Given such large errors, should traders care about preliminary estimates? Only because other traders do. Since the market reacts to this news flow, you must track it. Also, since policy is influenced by this data, it is worth tracking. But you shouldn’t blindly believe in preliminary estimates. The track record makes large changes highly probable. Unfortunately, revised estimates come with such major lags that they tend to be ignored.
Cross-checks exist. Many industry associations release monthly or quarterly estimates of sales of items like automobiles, two/ three wheelers, white goods, cement, steel, etc. Those estimates are usually accurate. Financial players, like HDFC, also release details of housing mortgages. There are private institutions tracking agro-commodities.
The RBI releases aggregate credit offtake and deposit growth data from the banking system while all banks release non-performing assets and recast loan figures. (The central bank is also by and large, more accurate in its GDP estimates than the government at large).
In aggregate, all this gives a reasonable picture of changes in consumption patterns, of private investment and of overall economic health.

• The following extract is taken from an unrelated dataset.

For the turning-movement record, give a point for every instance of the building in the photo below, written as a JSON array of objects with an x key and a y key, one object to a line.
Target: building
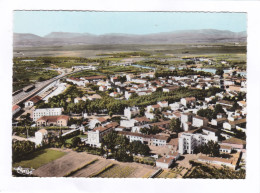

If the trends are broadly in sync with the government numbers, the government numbers are more or less trustworthy.
If the picture offered by the private data flow is at variance with the preliminary government statistics, the chances are very high that the private data presents a picture closer to reality. So in those cases, assume the government data is off-kilter.
Once in a while, this may help you to take a contrarian stance. I suspect this is true of Q4, 2012-13. The preliminary GDP and IIP numbers suggest bottoming out. Private data such as falling car and bike sales, flat mortgages, weak cement and steel numbers, etc. suggest the downtrend continues.